The Black Cat, of course, was where the late Jose Sarria performed as a drag queen.

Ms. Coleman was also well known for her early support of the Gay Olympic Games, which was forced by a U.S. Supreme Court decision to remove the word "Olympic" from its name, becoming the Gay Games.

"She had a fabulous life," said her longtime friend Roberta Bobba, 86, who looked after Ms. Coleman for many years. "She and I traveled all over the world, she lived well, and made money."

Bobba said that she met Ms. Coleman, her friend of 61 years, on the steps of the Paper Doll, an old gay bar. Ms. Coleman was crying.

"I put my arm around her and asked why she was crying," Bobba said. "She said, 'It's OK to be queer in there but you can't be a Democrat.'"

The bar owner, apparently a Republican, had tossed Ms. Coleman from the establishment, Bobba recalled.

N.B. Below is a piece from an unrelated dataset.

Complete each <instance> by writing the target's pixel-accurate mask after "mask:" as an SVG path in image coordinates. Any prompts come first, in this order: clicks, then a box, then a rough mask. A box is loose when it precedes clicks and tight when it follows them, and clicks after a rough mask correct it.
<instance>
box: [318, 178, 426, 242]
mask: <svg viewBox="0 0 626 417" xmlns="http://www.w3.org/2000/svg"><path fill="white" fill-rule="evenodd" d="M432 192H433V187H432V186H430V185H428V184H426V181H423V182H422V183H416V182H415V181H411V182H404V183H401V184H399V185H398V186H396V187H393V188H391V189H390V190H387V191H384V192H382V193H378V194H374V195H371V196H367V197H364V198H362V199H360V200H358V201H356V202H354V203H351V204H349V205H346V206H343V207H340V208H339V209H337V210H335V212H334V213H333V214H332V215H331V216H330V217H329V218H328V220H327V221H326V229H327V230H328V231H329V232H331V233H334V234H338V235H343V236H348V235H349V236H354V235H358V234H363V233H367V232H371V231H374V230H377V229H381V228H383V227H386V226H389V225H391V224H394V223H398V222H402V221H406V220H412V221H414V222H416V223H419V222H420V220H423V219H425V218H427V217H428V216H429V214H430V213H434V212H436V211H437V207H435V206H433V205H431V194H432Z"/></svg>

According to an autobiography that Ms. Coleman wrote, she was born in Rhode Island on September 5, 1923. She was raised in Somerset, Massachusetts and after high school worked in Newport, Rhode Island making torpedoes for the U.S. Army. She later joined the Coast Guard and after receiving an honorable discharge, took a train tour of the U.S. She ended up in San Francisco.

She later passed a government exam and became an auditor with the Internal Revenue Service, a job she had for 10 years. In her autobiography, Ms. Coleman wrote that during a time when the government decided not to hire any new employees, the IRS' new-employee investigative staff had no work. "They decided to re-investigate all employees who were being given a 'grade' raise," Ms. Coleman wrote, and she was one of them. She was called into an office where investigators had a file, four inches thick.

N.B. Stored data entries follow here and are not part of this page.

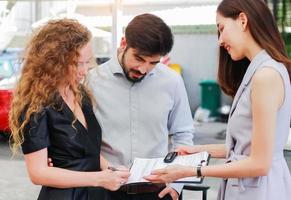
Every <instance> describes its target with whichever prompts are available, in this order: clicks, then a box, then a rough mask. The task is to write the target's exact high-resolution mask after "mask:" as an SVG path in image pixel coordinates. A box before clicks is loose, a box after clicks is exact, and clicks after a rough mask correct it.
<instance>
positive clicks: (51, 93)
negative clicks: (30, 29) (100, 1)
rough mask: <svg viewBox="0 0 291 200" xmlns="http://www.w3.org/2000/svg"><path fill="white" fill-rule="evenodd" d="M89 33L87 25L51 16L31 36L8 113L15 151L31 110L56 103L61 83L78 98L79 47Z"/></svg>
mask: <svg viewBox="0 0 291 200" xmlns="http://www.w3.org/2000/svg"><path fill="white" fill-rule="evenodd" d="M91 37H92V36H91V33H90V31H89V30H88V29H87V28H86V27H84V26H83V25H81V24H80V23H79V22H78V21H76V20H72V19H61V20H51V21H49V22H48V23H47V24H46V25H44V26H43V27H42V28H40V30H38V31H37V32H36V33H35V34H34V35H33V36H32V38H31V40H30V41H29V43H28V45H27V47H26V49H25V51H24V56H23V65H22V73H21V77H20V79H19V81H18V83H17V85H16V88H15V90H14V94H13V100H12V105H11V109H10V113H9V126H10V129H11V139H12V140H11V144H12V147H11V148H12V151H13V153H14V154H15V153H17V151H18V149H19V147H20V146H21V144H22V143H23V141H24V137H23V129H24V127H25V126H26V125H27V123H29V120H30V119H31V117H32V116H33V114H36V113H39V112H41V111H42V110H43V109H44V108H45V107H46V106H50V105H53V104H54V103H55V101H56V97H57V96H58V89H59V87H60V86H69V87H70V88H71V89H72V91H73V93H74V95H75V97H76V101H77V102H78V103H80V102H81V99H82V95H81V91H80V88H79V87H78V83H77V79H76V74H77V72H76V70H77V64H78V58H79V51H80V49H81V48H82V47H84V46H85V45H86V44H87V43H88V42H90V39H91ZM21 118H22V119H23V120H20V119H21Z"/></svg>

Ms. Coleman wrote that they had read her mail, tapped her phone, and followed her to parties and on weekends to Sacramento and Santa Cruz. Her hostesses in Santa Cruz "often remarked about seeing a car continually going around the block day and night all weekend," Ms. Coleman wrote.

Presented with this information, Ms. Coleman was fired. "They were unable to really prove she was gay, so they used 'association with persons of ill repute' on their report," Ms. Coleman wrote.

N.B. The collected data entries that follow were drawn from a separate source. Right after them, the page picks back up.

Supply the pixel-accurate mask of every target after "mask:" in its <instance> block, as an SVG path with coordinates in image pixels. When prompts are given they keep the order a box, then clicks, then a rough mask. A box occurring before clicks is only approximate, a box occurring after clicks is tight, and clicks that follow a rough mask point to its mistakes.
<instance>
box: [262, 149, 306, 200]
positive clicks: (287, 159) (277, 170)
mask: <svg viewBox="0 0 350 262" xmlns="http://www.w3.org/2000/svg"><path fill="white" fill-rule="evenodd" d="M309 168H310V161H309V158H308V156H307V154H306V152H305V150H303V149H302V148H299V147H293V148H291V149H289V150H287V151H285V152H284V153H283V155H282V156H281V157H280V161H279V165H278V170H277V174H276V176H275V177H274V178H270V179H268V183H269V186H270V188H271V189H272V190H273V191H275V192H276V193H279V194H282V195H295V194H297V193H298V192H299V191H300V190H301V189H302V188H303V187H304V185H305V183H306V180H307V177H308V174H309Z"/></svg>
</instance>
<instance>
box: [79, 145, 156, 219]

About a month later, Ms. Coleman was called by the IRS to appear at a ceremony to receive a Superior Performance Award. She received about $1,000 from the government retirement account, which she used to open the aforementioned Front beer and wine bar.

Being a gay or lesbian bar owner was challenging in the 1960s, as Ms. Coleman experienced. The California Department of Alcoholic Beverage Control prepared a list of "morals" charges against the Front, such as a man seen putting his arm around another man. For these infractions she lost her license.

After the Front, Ms. Coleman bought the Golden Cask on Haight Street, using her friend, Peggy Forster's name on the license. Soon after the bar opened, a restaurant was added. The night of the grand opening, five police cars and a paddy wagon showed up with sirens blasting. Cops swarmed in, Ms. Coleman wrote, and took Forster from behind the bar and arrested her because of an old parking ticket.

"The police department had always denied that they harassed gay bars," Ms. Coleman wrote. "The Golden Cask was harassed for many months." If customers were arrested, Ms. Coleman wrote that she went down and bailed them out and had her attorney, Herb Donaldson, get the cases dismissed.

Ms. Coleman held fundraisers at the Front, including raising money for ministers who were arrested at the New Year's Eve ball for the Council for Religion and the Homosexual.

In 1969, Ms. Coleman bought the Mint on Market Street, which she owned until 1975. Also a bar and restaurant, the Mint was known for its celebrations of various holidays. One of her employees, Les Balmain, started the Great Tricycle Race, which continued long after Ms. Coleman sold the bar.

Over the years, Ms. Coleman bought other bars and restaurants, such as the Trapp, Gilmores, and others. She was also a silent partner in the Twin Peaks in the Castro.

Said Bobba, "She learned at the IRS that the business to hide the most money from the government was the bar business. She was very smart and very good at it."

 

Great disappointment

Other endeavors of Ms. Coleman's weren't as successful. She tried to open the First Women's Savings and Loan of SF. The organizers were both straight and gay, but they couldn't secure the investments needed and it never got off the ground.

Later came Atlas Savings and Loan, the first all-gay financial institution with all gay organizers. Ms. Coleman wrote that they had to raise $2 million, not an east task in the late 1970s. With the help of Forster, Ms. Coleman sold the largest number of shares, many of them in gay bars around the city.

"Opening Atlas showed the world that not all gays were in bars and bathhouses, but that we were successful businessmen and women," she wrote. "Atlas was successful from the start, Money came in from all over the world."

After its first office at Duboce and Market, Atlas soon had its own building on Castro Street, in the heart of the gay community.

Unfortunately, the San Francisco real estate market was in a depression and Atlas was forced to invest its money outside of the city, with other savings and loans. Ms. Coleman wrote that it was later discovered that the properties were over-appraised and Atlas was the loser. Stockholders lost their money. The government took it over in what Ms. Coleman described as the "most devastating" day in her life. She lost $50,000.

 

Civic involvement

Ms. Coleman served on the board of directors of the Gay Games and served as treasurer and was proud that the first two events, held in San Francisco, broke even. The late Rikki Streicher later served as treasurer.

In her autobiography, Ms. Coleman praised the late Dr. Tom Waddell, founder of the Gay Games. Ms. Coleman and Bobba attended all the Gay Games, including Vancouver and New York.

"Amsterdam was unbelievable," she wrote. "The whole city seemed to be gay."

Locally, Ms. Coleman supported various politicians over the years. A folder of memorabilia contains letters from now-Senator Dianne Feinstein (Ms. Coleman was a member of "Dianne's California Cabinet"), the late state Senator Milton Marks, and lesbian former state Senator Carole Migden.

"You are a splendid one-of-a-kind pioneer and you've made a great success in life," Migden wrote in a May 2014 note to Ms. Coleman after she had moved to the assisted living facility.

Ms. Coleman also helped raise funds for various LGBT causes, including the old Godfather Service Fund. She served on the board of the Tavern Guild, the Society for Individual Rights, San Francisco Pride, and Operation Concern, for which she helped raise the first dollars to get the LGBT mental health services group off the ground.

At the time of her death, Ms. Coleman had no surviving partner or family members, but about eight close friends survive her.